Don't handle noncharacters differently than other unassigned codepoints

unicode-rs · Mar 13, 2024 · 4347629 · 4347629
1 parent 0b13808
commit 4347629
Show file tree

Hide file tree

Showing 4 changed files with 4 additions and 31 deletions.
diff --git a/scripts/unicode.py b/scripts/unicode.py
@@ -106,7 +106,7 @@ def _load_unicode_data(self):
 
         # Characters that cannot be part of a combining character sequence:
         # control characters, format characters other than ZWJ and ZWNJ,
-        # the line and paragraph separators, and noncharacters.
+        # and the line and paragraph separators.
         self.not_in_ccs = []
 
         assigned_start = 0;
@@ -147,14 +147,6 @@ def _load_unicode_data(self):
 
         self.general_category_public_assigned.append((assigned_start, prev_char_int))
 
-        # Mark noncharacters as nongraphic
-        for i in range(0xFDD0, 0xFDF0):
-            self.not_in_ccs.append(i)
-        for prefix in range(0, 0x11):
-            shifted = prefix << 16
-            self.not_in_ccs.append(shifted | 0xFFFE)
-            self.not_in_ccs.append(shifted | 0xFFFF)
-
         self.not_in_ccs.sort()
 
     def _load_default_ignorable_marks(self):

diff --git a/src/correct_ccs.rs b/src/correct_ccs.rs
@@ -41,8 +41,7 @@ impl CcsKind {
 /// [defective combining character sequences](https://www.unicode.org/versions/Unicode15.0.0/UnicodeStandard-15.0.pdf#I6.1.36487)
 /// by inserting U+00A0 NO-BREAK SPACE in front of them.
 ///
-/// For the purposes of this iterator, private use characters,
-/// as well as unassigned codepoints other than noncharacters,
+/// For the purposes of this iterator, private use characters and unassigned codepoints
 /// are considered valid base characters,
 /// so combining character sequences that follow such will not be modified.
 ///

diff --git a/src/lib.rs b/src/lib.rs
@@ -139,7 +139,7 @@ pub trait UnicodeNormalization<I: Iterator<Item = char>> {
     /// with the correct advance width,
     /// in diverse contexts (for example, when printed to a terminal).
     ///
-    /// Sequences following a private use character or an unassigned codepoint that is not a noncharacter
+    /// Sequences following a private use character or an unassigned codepoint
     /// are not corrected.

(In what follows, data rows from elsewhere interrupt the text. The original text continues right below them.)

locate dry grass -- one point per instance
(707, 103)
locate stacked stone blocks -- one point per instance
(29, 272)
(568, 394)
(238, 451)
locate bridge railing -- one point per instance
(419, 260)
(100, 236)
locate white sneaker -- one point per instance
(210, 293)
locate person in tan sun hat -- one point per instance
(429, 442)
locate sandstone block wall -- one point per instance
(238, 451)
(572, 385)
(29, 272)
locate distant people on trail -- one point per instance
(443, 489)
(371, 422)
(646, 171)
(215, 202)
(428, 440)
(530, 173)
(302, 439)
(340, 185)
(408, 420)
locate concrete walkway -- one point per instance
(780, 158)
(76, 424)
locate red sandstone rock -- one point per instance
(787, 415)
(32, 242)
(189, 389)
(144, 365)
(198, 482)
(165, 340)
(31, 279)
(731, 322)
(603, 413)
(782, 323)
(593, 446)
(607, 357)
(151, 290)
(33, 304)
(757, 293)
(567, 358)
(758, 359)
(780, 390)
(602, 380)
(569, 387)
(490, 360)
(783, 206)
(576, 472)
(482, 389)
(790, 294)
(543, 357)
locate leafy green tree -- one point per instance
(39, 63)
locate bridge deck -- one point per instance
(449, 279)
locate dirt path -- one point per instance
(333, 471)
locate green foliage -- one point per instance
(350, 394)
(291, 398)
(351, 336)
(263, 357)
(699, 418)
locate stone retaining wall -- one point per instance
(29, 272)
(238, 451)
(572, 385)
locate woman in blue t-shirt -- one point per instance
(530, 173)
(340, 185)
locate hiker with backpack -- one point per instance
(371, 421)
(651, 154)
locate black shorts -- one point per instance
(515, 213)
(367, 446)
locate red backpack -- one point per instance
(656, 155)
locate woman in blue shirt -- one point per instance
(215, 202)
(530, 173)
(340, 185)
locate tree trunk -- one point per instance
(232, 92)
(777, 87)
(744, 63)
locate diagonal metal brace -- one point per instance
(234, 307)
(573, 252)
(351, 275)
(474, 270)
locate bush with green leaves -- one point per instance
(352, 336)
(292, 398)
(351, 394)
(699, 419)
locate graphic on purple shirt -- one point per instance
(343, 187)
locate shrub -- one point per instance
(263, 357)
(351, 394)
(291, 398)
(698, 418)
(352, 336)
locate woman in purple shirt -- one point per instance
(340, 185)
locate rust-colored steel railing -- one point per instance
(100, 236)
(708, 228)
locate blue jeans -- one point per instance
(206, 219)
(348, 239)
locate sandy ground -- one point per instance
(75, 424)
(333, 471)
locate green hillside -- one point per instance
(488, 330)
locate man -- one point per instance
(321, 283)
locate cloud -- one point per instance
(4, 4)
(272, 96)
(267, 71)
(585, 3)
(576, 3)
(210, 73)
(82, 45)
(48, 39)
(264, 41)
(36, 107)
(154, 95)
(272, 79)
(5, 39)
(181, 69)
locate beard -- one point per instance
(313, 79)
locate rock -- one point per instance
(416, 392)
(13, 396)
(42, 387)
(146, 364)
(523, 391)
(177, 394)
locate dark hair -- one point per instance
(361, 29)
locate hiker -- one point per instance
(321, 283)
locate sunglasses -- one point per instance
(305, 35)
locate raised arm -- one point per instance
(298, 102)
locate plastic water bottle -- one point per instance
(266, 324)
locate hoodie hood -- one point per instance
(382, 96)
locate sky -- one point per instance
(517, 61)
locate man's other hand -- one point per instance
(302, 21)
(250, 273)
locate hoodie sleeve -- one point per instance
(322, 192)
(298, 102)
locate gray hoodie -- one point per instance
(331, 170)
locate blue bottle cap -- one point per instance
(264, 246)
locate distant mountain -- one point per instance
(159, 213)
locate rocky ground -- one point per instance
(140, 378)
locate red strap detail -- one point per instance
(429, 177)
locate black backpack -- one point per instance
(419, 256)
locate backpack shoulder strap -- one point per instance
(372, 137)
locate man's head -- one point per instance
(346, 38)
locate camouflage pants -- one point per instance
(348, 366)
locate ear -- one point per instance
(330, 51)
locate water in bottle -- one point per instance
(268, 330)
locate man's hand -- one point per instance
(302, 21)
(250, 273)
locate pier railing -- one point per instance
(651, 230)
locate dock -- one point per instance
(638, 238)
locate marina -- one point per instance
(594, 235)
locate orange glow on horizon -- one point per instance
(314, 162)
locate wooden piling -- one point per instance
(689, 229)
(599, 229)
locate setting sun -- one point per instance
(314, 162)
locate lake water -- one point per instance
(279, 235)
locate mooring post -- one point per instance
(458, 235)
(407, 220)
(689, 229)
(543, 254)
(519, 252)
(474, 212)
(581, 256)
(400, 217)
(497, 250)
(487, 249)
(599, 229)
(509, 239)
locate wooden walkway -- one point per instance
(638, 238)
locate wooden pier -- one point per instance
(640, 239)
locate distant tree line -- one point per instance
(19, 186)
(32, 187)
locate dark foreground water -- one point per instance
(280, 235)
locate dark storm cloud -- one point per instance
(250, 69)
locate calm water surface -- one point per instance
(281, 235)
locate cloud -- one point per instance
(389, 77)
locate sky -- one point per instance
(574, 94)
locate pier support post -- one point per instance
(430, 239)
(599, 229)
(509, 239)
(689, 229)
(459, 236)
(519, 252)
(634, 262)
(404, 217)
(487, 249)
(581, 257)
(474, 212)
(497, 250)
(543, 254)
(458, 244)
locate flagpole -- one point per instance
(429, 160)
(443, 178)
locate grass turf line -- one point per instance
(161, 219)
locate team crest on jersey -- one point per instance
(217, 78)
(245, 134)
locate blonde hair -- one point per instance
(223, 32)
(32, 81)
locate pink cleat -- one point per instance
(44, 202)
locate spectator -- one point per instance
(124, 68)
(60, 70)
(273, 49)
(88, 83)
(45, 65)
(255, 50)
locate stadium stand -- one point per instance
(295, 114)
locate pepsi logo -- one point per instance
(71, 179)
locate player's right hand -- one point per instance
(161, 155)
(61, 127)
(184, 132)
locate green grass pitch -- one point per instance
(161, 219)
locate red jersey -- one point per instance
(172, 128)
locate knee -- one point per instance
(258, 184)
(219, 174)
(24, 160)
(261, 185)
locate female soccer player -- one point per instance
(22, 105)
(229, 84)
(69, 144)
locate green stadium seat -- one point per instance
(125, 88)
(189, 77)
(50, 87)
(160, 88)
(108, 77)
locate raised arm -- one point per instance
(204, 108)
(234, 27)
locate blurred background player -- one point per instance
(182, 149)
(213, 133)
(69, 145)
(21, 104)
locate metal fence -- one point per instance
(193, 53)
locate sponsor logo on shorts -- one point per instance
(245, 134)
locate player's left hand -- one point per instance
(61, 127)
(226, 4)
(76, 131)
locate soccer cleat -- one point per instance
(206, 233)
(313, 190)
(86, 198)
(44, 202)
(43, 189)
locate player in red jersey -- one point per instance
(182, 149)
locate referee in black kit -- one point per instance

Additionally, combining character sequences consisting entirely of
     /// [default-ignorable code points](https://www.unicode.org/versions/Unicode15.0.0/UnicodeStandard-15.0.pdf#I8.1.40715)
     /// are also left untouched. Handling this last case may require the iterator

diff --git a/src/tables.rs b/src/tables.rs
@@ -20973,33 +20973,15 @@ pub fn not_in_ccs(c: char) -> bool {
         | '\u{2028}'..='\u{202E}'
         | '\u{2060}'..='\u{2064}'
         | '\u{2066}'..='\u{206F}'
-        | '\u{FDD0}'..='\u{FDEF}'
         | '\u{FEFF}'
         | '\u{FFF9}'..='\u{FFFB}'
-        | '\u{FFFE}'..='\u{FFFF}'
         | '\u{110BD}'
         | '\u{110CD}'
         | '\u{13430}'..='\u{1343F}'
         | '\u{1BCA0}'..='\u{1BCA3}'
         | '\u{1D173}'..='\u{1D17A}'
-        | '\u{1FFFE}'..='\u{1FFFF}'
-        | '\u{2FFFE}'..='\u{2FFFF}'
-        | '\u{3FFFE}'..='\u{3FFFF}'
-        | '\u{4FFFE}'..='\u{4FFFF}'
-        | '\u{5FFFE}'..='\u{5FFFF}'
-        | '\u{6FFFE}'..='\u{6FFFF}'
-        | '\u{7FFFE}'..='\u{7FFFF}'
-        | '\u{8FFFE}'..='\u{8FFFF}'
-        | '\u{9FFFE}'..='\u{9FFFF}'
-        | '\u{AFFFE}'..='\u{AFFFF}'
-        | '\u{BFFFE}'..='\u{BFFFF}'
-        | '\u{CFFFE}'..='\u{CFFFF}'
-        | '\u{DFFFE}'..='\u{DFFFF}'
         | '\u{E0001}'
-        | '\u{E0020}'..='\u{E007F}'
-        | '\u{EFFFE}'..='\u{EFFFF}'
-        | '\u{FFFFE}'..='\u{FFFFF}'
-        | '\u{10FFFE}'..='\u{10FFFF}' => true,
+        | '\u{E0020}'..='\u{E007F}' => true,
         _ => false,
     }
 }